Dass es in Frankreich möglich ist, den aktuellen Umgang mit Literatur zu kritisieren und in Beziehung zu setzen mit den Bücherverboten in Bildungseinrichtungen der USA, scheint mir aus der deutschen Perspektive erstaunlich. Hier haben die Rechten den Hass aus den USA auf alles, was „woke“ ist, importiert und unter dem Stichwort Cancel Culture den Diskurs gekapert. Die Antwort von links bis zur bürgerlichen Mitte muss dementsprechend die Verteidigung von beidem sein. Eine andere Antwort kann es nicht geben, eine andere Ecke, eine eigene Haltung wird nicht entwickelt.

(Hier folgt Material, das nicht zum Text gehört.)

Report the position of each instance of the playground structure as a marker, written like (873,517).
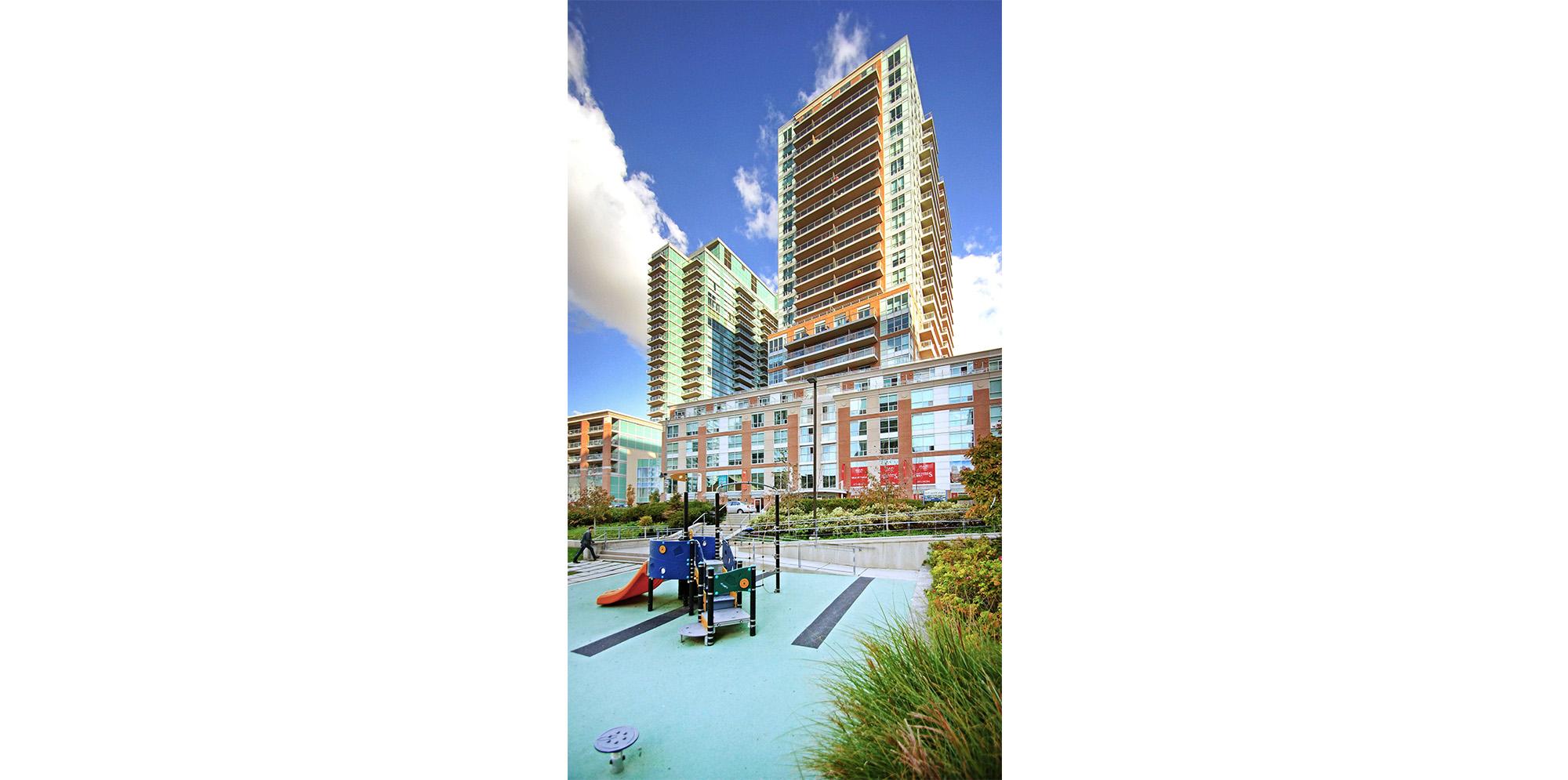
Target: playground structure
(713,585)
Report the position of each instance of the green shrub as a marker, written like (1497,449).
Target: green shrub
(967,582)
(918,706)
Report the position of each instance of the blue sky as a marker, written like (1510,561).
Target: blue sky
(673,110)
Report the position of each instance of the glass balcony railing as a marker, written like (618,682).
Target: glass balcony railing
(832,362)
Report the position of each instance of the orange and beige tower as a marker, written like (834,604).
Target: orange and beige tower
(865,237)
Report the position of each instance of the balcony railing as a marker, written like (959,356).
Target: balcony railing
(841,155)
(840,191)
(830,362)
(838,298)
(844,102)
(848,223)
(804,262)
(837,281)
(802,180)
(837,212)
(830,345)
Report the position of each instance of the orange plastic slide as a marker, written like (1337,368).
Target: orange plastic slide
(633,590)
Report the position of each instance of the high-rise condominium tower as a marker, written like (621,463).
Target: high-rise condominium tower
(708,320)
(865,240)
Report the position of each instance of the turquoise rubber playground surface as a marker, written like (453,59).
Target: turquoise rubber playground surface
(735,710)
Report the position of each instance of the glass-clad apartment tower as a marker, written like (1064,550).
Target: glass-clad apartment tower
(708,320)
(865,240)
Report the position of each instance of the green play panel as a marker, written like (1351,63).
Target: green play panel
(735,710)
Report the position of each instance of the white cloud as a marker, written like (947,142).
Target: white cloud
(764,207)
(614,221)
(978,303)
(838,53)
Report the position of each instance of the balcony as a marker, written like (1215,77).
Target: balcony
(848,223)
(865,147)
(832,113)
(802,232)
(811,296)
(863,102)
(866,334)
(858,292)
(837,256)
(857,187)
(857,359)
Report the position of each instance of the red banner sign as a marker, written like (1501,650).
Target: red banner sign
(858,477)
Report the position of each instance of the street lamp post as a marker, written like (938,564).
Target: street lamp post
(813,456)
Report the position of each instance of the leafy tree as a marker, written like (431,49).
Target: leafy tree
(593,505)
(880,495)
(984,481)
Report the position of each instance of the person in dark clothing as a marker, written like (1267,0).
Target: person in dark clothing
(587,544)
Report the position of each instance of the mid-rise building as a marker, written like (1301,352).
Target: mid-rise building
(865,238)
(708,320)
(912,425)
(615,452)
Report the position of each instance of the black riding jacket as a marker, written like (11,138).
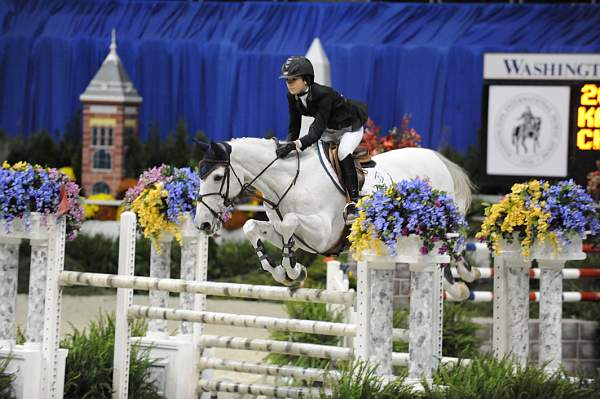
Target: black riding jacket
(330,110)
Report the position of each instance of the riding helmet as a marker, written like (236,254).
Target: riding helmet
(297,66)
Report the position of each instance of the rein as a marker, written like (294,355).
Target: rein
(245,189)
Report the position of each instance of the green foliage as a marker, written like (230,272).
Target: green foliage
(6,379)
(458,333)
(360,381)
(305,311)
(488,377)
(89,366)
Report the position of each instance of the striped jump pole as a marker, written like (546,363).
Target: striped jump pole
(567,296)
(568,273)
(551,298)
(511,304)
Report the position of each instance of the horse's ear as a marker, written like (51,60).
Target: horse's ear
(221,150)
(203,146)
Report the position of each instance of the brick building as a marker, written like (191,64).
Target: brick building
(110,113)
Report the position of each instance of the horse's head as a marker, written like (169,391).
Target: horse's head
(220,184)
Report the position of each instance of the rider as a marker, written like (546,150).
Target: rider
(333,114)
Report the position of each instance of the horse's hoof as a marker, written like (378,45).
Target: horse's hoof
(298,281)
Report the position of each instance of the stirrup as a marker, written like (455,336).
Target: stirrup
(350,212)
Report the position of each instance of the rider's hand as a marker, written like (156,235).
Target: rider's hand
(284,149)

Für Olivia de Lamberterie bedeutet Lesen, sich zu konfrontieren. Mit sich, mit der Welt, mit anderen. Mit dem Anderen. Ihren Artikel hat sie mit dem Titel À lire vrai überschrieben. Wenn mein Französisch und DeepL mich nicht täuschen, bedeutet das so viel wie Aufs wahre Lesen oder wahr lesen. In diesem Sinne. Öfter mal zu französischen Frauenzeitschriften greifen.